Food Friday: Chicken Scarpariello Pasta (aka Scarp)

Food Friday: Chicken Scarpariello Pasta (aka Scarp)

Based on the reactions to last week's Food Friday about Detroit Style Pizza, I now know that most people would prefer if I just wrote about food. Perhaps one day I will take a swing at ripping off Bon Appetit and Food Network Recipes and tacking on some fake story and 23 different banner ads, but I got better things to do at the moment.

Today I'm writing about Chicken Scarpariello. More specifically my take on it - Chicken Scarpariello Pasta. It translates to "Shoemaker's Chicken" which is about as unappetizing of a meal description as it gets. I call it Scarp, mainly because it's nearly a year into the pandemic and I'd be lying if I didn't say my wife and I have probably begun speaking in a different dialect of English all together at this point. Also it's easier to simply type "Scarp" in this post, as I mentioned earlier, I have better things to do at this moment.

I first really got into Scarp right before the pandemic hit. My dad actually started talking about some restaurant that made it and how he loved it, then I visited them in South Carolina and had a version of it with pasta and I loved it.

Scarp is a different type of Italian dish. The sauce is not tomato based, instead it's vinegar based sauce. In many ways it's the Italian version of Eastern North Carolina BBQ. Most Scarp usually has a chicken thighs, a mixture of bell peppers, pickled peppers and onions, as well as sausage. It's traditionally served over potatoes but I prefer it over pasta.

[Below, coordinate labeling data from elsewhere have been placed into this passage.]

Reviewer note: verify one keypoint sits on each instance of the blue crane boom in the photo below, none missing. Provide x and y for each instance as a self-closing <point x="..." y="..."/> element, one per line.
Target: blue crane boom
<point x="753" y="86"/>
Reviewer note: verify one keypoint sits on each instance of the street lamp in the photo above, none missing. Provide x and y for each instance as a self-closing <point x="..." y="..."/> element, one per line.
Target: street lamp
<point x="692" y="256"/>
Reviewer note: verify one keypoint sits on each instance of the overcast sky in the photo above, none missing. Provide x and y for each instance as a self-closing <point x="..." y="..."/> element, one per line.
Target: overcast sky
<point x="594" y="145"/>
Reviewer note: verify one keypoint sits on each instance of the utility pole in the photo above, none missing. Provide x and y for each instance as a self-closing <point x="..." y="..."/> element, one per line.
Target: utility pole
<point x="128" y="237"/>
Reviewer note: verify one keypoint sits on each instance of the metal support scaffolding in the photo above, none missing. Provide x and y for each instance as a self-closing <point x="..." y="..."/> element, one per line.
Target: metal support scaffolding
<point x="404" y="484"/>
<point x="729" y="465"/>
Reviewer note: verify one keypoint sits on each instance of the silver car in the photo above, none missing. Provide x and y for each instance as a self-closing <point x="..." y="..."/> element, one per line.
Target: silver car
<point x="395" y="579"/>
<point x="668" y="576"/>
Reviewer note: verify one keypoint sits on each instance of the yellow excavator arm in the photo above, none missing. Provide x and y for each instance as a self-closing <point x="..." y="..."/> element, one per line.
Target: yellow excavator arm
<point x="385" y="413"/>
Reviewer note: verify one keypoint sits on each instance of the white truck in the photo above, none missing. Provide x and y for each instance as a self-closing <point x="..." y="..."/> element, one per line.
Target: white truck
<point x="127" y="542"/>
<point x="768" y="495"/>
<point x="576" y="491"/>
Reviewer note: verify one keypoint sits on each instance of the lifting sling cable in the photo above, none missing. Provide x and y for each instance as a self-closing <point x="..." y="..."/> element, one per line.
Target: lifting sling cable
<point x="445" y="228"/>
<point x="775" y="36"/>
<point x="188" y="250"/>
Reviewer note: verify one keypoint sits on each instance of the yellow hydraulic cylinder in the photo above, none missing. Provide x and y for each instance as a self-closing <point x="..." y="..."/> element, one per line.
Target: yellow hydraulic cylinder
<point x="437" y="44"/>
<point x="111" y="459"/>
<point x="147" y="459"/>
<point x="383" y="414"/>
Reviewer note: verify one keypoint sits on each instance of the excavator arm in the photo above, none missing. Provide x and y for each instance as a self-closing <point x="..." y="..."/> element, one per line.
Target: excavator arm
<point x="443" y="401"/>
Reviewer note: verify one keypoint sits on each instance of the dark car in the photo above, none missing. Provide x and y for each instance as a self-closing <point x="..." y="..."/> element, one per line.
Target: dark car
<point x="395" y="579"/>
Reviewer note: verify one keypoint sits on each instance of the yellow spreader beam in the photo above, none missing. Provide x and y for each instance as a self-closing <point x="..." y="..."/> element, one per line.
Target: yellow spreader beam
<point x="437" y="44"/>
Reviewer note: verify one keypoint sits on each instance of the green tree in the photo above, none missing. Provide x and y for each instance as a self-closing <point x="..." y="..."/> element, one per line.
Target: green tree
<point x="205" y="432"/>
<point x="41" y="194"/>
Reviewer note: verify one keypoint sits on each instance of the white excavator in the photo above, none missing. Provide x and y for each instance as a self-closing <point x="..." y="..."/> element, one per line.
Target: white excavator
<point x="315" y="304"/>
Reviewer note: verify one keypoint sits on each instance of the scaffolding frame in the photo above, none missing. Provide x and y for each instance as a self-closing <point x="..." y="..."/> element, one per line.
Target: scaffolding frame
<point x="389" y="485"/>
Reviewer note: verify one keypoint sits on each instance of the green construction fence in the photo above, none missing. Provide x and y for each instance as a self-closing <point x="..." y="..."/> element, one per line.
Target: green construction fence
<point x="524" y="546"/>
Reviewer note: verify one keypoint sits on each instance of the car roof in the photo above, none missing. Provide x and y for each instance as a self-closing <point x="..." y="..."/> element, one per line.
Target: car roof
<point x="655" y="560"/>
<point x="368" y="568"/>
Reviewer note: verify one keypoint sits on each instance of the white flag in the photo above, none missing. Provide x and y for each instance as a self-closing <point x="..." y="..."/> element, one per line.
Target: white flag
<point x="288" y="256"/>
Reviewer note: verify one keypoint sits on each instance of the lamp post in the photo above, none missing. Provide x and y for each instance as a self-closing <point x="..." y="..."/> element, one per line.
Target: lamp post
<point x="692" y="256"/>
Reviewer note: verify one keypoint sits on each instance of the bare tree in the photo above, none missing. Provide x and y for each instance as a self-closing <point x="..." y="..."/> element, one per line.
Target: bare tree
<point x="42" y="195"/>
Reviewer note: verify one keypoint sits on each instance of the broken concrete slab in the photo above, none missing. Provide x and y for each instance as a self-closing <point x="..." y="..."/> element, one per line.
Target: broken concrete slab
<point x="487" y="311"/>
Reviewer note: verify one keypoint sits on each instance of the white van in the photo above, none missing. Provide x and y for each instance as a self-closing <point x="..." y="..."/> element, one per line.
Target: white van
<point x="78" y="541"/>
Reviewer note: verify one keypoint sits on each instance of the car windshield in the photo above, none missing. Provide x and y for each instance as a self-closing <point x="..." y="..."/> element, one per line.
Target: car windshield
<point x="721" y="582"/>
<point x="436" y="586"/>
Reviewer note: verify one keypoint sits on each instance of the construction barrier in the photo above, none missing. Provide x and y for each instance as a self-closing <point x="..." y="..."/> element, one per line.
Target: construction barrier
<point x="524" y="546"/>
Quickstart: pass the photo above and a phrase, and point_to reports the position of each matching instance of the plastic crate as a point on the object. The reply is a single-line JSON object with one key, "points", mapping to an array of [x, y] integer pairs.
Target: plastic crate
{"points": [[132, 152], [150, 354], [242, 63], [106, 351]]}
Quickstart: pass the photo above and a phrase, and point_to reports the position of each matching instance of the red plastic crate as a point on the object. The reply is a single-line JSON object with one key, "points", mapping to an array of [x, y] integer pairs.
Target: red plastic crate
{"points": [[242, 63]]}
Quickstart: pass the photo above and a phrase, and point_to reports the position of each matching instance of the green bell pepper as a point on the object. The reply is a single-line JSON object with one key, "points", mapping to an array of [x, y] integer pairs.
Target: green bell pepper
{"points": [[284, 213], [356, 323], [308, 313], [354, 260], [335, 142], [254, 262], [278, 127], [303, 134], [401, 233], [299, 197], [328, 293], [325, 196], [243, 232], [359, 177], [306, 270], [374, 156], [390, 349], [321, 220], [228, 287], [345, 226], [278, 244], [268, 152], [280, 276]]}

I've tried a few recipes for Scarp over the last year. NYTimes Cooking has Rao's version, Serious Eats has a good one as well. I use the Bon Appetit version as my base recipe and will reference it going forward.


Base recipe

Ingredients Changes

  1. Forget the potatoes. Potatoes are all good and fine, but not today. I have no time for their bullshit.
  2. Instead of potatoes get 1lb of pasta. I like penne but anything in the penne family works fin - even its crazy uncle, fusilli.
  3. Instead of 6 chicken thighs go down to 4. Increase to a pound of sausage. I like hot sausage but you can use sweet sausage or a mix.
  4. Don't worry about grating the garlic if that stresses you out. Grating sucks. A fine mince will do just fine. Add a little more garlic if you want. You earned it.
  5. I add crushed red pepper to this because I like spicy food and I like spicy with vinegar. I usually add it in with the vinegar. If you don't like spicy food then leave it out, you monster.

Steps Changes

  1. You can totally ignore most of Step 1 since this is The Potato Step. But what you should do here is still preheat the oven to 450 and also put up a pot of water for you pasta. Add salt. If it boils early turn it down. Just whatever you do, don't watch it.
  2. In Step 4 if using crushed red pepper flakes add it in with the vinegar. Last chance to be hero.
  3. In Step 4, I like to put some of the liquid from the jar of peppers into the sauce as well. Maybe a tablespoon or so.
  4. When you return the sausages to the pan in Step 4, or even a little before make sure the pot of water is boiling and add your pasta to the pot. Cook til al dente. If you like your pasta overcooked go here, copy the number it spits back to you and email that number to me. I will promptly block you from reading this website.
  5. In Step 5, once again forget about the potatoes. They'll still be good in a week.
  6. In Step 5 remove the sausages from the pan and slice them into 1 inch bite size pieces, diagonally if you want to get fancy. then add them back in.
  7. In Step 5 take the chicken out of the pan. Choose your own adventure at this point. You can eat the chicken seperately. I usually do this because my wife does not like chicken thighs, and I hold absolutely no grudge against her whatsoever for this. None. If you have a wife who appreciates the best part of the bird, then you can cut it up and throw it back into the pan to be mixed up with the pasta.
  8. In Step 5, drain the pasta when it's done put it into a big bowl or even back in the pot and pour in the Scarp from the pan. Give it a good mix. You can add the Parsley in on this step if you want to wait. If you accidentally got curly parsley instead of Italian parsley from Instacart, I understand how upset you are right now. I've been there. Try to let it go. It's just not worth going to jail for.

Thats it! It makes a great Sunday pasta that you can eat for leftovers during the week. Serve it with some bread, play around with the recipe. Embrace the Scarp!